Besides, OKVIS runs on stereo images, whereas the other three methods only use monocular images.

Computational Cost

We benchmarked the runtime of OKVIS, VINS-Mono, ROVIO and XIVO on a desktop machine equipped with an Intel Core i7 CPU @ 3.6 GHz. The table below shows the runtime of the feature processing and state update modules.

Module OKVIS (Stereo+Keyframe) VINS-Mono (Keyframe) ROVIO XIVO
Feature detection & matching 15ms 20ms 1ms* 3 ms
State update 42ms 50m 13ms 4 ms

* ROVIO is a 'direct' method that skips the feature matching step and directly uses the photometric error as the innovation term in EKF update step. Since it uses Iterative Extended Kalman Filter (IEKF) for state update, it's slower than our EKF-based method.

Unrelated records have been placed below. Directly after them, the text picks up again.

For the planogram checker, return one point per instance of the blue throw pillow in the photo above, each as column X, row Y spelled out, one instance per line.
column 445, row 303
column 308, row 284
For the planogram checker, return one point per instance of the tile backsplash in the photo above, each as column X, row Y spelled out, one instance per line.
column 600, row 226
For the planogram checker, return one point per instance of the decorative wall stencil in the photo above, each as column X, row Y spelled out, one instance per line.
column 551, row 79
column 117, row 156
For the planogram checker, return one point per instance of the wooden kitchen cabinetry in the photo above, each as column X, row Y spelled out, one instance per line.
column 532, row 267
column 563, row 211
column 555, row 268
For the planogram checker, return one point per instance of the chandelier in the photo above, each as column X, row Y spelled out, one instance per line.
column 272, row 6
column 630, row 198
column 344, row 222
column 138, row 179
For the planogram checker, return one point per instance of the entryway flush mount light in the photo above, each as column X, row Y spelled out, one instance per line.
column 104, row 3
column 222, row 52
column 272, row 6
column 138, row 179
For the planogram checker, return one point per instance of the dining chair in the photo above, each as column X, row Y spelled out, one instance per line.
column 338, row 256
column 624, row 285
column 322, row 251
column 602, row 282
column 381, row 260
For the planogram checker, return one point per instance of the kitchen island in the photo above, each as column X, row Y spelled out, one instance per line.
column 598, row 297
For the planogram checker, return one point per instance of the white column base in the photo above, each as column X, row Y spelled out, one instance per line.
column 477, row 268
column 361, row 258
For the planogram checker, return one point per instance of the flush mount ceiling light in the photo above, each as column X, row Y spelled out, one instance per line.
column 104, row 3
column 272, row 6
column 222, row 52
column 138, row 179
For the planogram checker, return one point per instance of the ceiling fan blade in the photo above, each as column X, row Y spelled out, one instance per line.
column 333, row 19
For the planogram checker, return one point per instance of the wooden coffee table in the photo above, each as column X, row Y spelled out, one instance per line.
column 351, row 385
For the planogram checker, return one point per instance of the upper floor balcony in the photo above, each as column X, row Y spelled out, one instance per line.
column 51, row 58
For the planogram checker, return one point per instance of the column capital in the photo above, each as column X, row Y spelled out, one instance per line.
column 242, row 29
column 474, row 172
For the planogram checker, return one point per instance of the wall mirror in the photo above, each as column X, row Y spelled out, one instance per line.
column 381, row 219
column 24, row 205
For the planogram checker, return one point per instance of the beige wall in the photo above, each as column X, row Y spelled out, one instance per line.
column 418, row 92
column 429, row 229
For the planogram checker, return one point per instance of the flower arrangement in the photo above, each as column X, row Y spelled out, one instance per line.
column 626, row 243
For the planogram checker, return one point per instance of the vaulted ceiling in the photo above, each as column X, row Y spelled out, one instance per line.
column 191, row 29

OKVIS and VINS-Mono (marked with Keyframe) perform iterative nonlinear least square on keyframes for state estimation, and thus are much slower in the state update step.

Accuracy

We compared the performance of our system in terms of ATE and RPE on two publicly available datasets: TUM-VI and EuRoC. We achieve comparable pose estimation accuracy at a fraction of the computational cost of the top-performing open-source implementations.

TUM-VI

The following table shows the performance on 6 indoor sequences where ground-truth poses are available. The numbers for OKVIS, VINS-Mono, and ROVIO are taken from the TUM-VI benchmark paper. The evaluation script of XIVO can be found in misc/run_all.sh.

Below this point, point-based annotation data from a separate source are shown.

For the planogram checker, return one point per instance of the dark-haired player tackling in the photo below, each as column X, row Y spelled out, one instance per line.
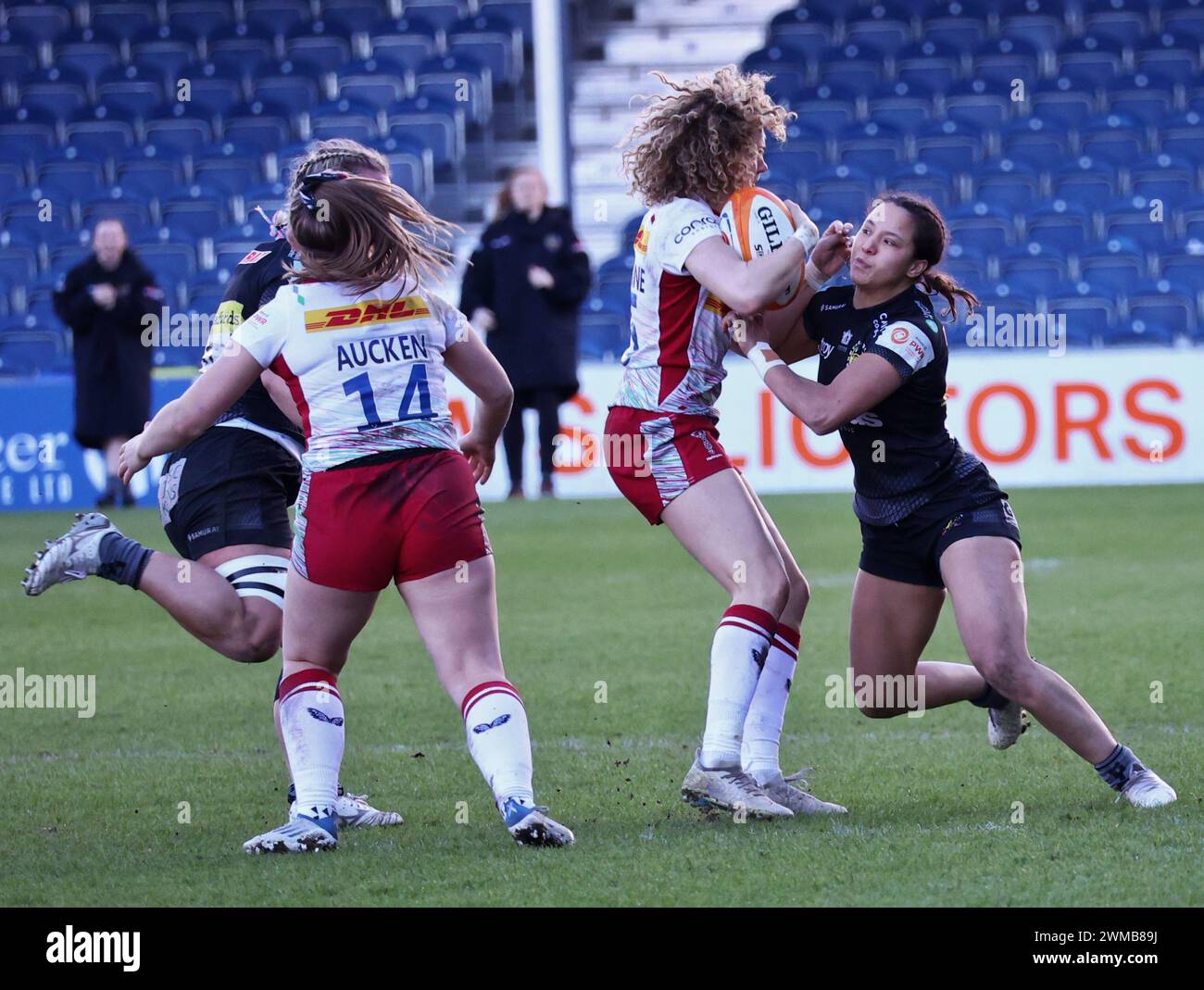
column 224, row 500
column 931, row 514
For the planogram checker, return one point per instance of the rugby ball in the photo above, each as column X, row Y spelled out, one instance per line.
column 755, row 221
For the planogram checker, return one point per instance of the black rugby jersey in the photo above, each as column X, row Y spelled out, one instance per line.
column 902, row 454
column 254, row 282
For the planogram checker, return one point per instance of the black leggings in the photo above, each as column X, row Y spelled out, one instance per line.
column 546, row 404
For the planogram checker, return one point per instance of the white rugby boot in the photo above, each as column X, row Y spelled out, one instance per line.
column 71, row 557
column 531, row 826
column 1006, row 725
column 729, row 789
column 299, row 834
column 791, row 793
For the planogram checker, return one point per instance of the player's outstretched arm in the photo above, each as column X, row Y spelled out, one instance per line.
column 472, row 363
column 185, row 418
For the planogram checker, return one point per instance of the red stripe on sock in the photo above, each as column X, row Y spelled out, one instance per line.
column 758, row 617
column 483, row 690
column 311, row 680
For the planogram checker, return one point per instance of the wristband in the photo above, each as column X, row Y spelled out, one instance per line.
column 814, row 277
column 808, row 237
column 762, row 364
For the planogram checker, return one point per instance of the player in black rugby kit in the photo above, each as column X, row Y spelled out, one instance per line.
column 224, row 499
column 931, row 514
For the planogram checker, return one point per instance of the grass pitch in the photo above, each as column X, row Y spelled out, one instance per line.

Sequence length OKVIS (Stereo+Keyframe) VINS-Mono (Keyframe) ROVIO XIVO
room1 156m 0.06m 0.07m 0.16m 0.06m
room2 142m 0.11m 0.07m 0.33m 0.11m
room3 135m 0.07m 0.11m 0.15m 0.16m
room4 68m 0.03m 0.04m 0.09m 0.07m
room5 131m 0.07m 0.20m 0.12m 0.11m
room6 67m 0.04m 0.08m 0.05m 0.05m

Table 1. RMSE ATE in meters. Methods marked with Keyframe are keyframe-based, others are recursive approaches.

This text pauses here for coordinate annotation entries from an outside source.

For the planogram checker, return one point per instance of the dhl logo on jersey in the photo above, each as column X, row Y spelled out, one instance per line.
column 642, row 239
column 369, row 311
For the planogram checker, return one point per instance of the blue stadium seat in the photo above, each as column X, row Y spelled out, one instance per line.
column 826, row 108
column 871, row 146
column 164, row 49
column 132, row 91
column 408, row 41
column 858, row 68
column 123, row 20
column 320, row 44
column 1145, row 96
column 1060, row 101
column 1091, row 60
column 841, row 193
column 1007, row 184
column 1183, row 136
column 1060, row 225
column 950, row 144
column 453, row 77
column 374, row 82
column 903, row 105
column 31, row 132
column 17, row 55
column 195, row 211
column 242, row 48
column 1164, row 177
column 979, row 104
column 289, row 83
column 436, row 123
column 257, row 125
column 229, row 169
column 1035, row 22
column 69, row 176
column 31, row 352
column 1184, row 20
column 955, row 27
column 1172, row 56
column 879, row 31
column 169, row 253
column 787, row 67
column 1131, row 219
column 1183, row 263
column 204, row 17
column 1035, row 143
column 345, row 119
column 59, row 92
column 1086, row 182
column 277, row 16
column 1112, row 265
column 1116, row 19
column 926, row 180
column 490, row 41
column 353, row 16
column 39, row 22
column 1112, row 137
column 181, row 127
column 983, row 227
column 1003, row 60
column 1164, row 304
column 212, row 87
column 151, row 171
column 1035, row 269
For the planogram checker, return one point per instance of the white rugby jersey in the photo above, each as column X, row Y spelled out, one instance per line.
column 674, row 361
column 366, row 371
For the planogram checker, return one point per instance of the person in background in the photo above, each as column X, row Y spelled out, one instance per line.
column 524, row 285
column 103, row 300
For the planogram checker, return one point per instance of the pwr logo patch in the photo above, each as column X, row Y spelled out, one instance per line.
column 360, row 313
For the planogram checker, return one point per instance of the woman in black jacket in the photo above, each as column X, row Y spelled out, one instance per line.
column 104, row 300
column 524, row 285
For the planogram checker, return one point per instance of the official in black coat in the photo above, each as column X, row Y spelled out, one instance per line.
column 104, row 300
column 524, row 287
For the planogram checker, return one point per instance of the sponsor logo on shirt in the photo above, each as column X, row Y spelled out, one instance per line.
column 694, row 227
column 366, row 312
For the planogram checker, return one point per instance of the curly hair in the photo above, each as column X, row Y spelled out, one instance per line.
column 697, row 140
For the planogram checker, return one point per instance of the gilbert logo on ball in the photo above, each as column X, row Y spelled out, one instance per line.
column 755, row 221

Sequence OKVIS (Stereo+Keyframe) VINS-Mono (Keyframe) ROVIO XIVO
room1 0.013m/0.43o 0.015m/0.44o 0.029m/0.53o 0.020m/0.53o
room2 0.015m/0.62o 0.017m/0.63o 0.030m/0.67o 0.048m/0.72o
room3 0.012m/0.64o 0.023m/0.63o 0.027m/0.66o 0.069m/0.74o
room4 0.012m/0.57o 0.015m/0.41o 0.022m/0.61o 0.022m/0.64o
room5 0.012m/0.47o 0.026m/0.47o 0.031m/0.60o 0.025m/0.57o
room6 0.012m/0.49o 0.014m/0.44o 0.019m/0.50o 0.022m/0.53o

Table 2. RMSE RPE in translation (meters) and rotation (degrees). Methods marked with Keyframe are keyframe-based, others are recursive approaches.

EuRoC

Benchmark results on the EuRoC dataset will be available soon.